FAQ: How do I do a join() statement?

The join() function is generally used when you have two query results that you'd like to combine, and both results share a common value. There is also a selfJoin() and selfJoinFilter() function for certain situations, both described in the official documentation. Please note the field names can be different: it's the value of those fields that should be identical.

Before we provide the example, some background:

  • We want to combine ProcessRollup2 and NetworkListenIP4 to find processes that have created a listener on a port.

  • ProcessRollup2 contains the process information. The field we're using in the results is TargetProcessId to designate the ID of the process.

  • NetworkListenIP4 contains the listener information. Instead of TargetProcessId, it uses ContextProcessId. This also designates the ID of the process.

  • Both TargetProcessId and ContextProcessId share a common value, e.g. 123456 would represent the same process.

And the join() to combine them:

#event_simpleName=ProcessRollup2
| join({#event_simpleName=NetworkListenIP4 LocalPort>1024 LocalPort!=0}, field=TargetProcessId, key=ContextProcessId, include=[LocalAddressIP4, LocalPort])

But what does that query actually mean?

  • The first query should be the larger of the two. In this case, #event_simpleName=ProcessRollup2 is the larger query.

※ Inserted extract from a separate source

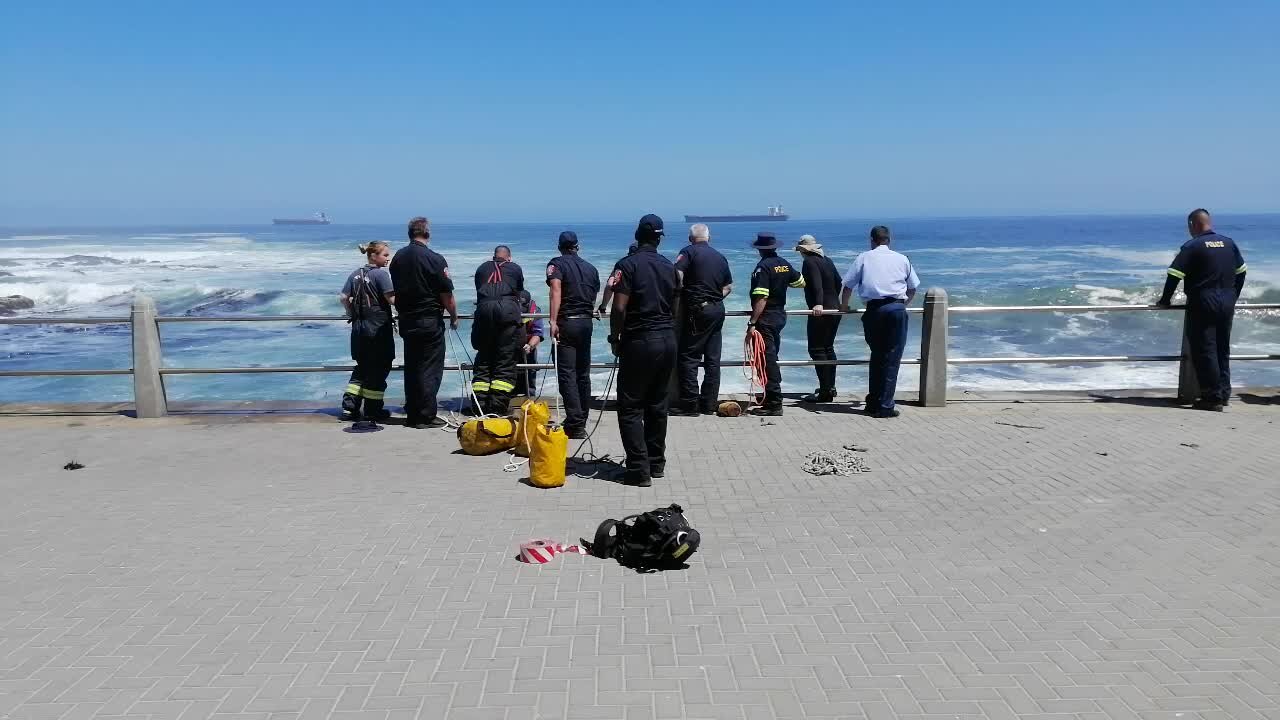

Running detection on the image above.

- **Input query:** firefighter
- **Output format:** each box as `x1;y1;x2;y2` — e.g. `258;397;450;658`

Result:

  • The query within join() should be the smaller of the two queries, and is known as the subquery. It's the query within the { ... } after the join() function. The query is simple enough: #event_simpleName=NetworkListenIP4 LocalPort>1024 LocalPort!=0.

  • The field= and key= are the two fields that share a common value.

  • field= is tied to the larger query, i.e. #event_simpleName=ProcessRollup2. This is the field TargetProcessId in ProcessRollup2 events.

  • key= is tied to the smaller query, i.e. #event_simpleName=NetworkListenIP4 LocalPort>1024 LocalPort!=0. This is the field ContextProcessId in NetworkListenIP4 events.

  • The include=[ ... ] is a list of fields that should be pulled from the smaller query into the results.

And a visualization of everything that was just described:

Another example:

  • We want to find the UserName from a UserSid in a ProcessRollup2 event.

  • The ProcessRollup2 events only have a UserSid.

  • The UserIdentity events have a UserName and a UserSid.

  • The common field between them is UserSid.

Easy! We just join them together:

// Get the PR2 events.
#event_simpleName=ProcessRollup2
// Only grab the ones with a UserCid.
| UserSid=*
// Join the two together based on the UserSid.
| join({#event_simpleName=UserIdentity}, field=UserSid, include=[UserName], limit=100000)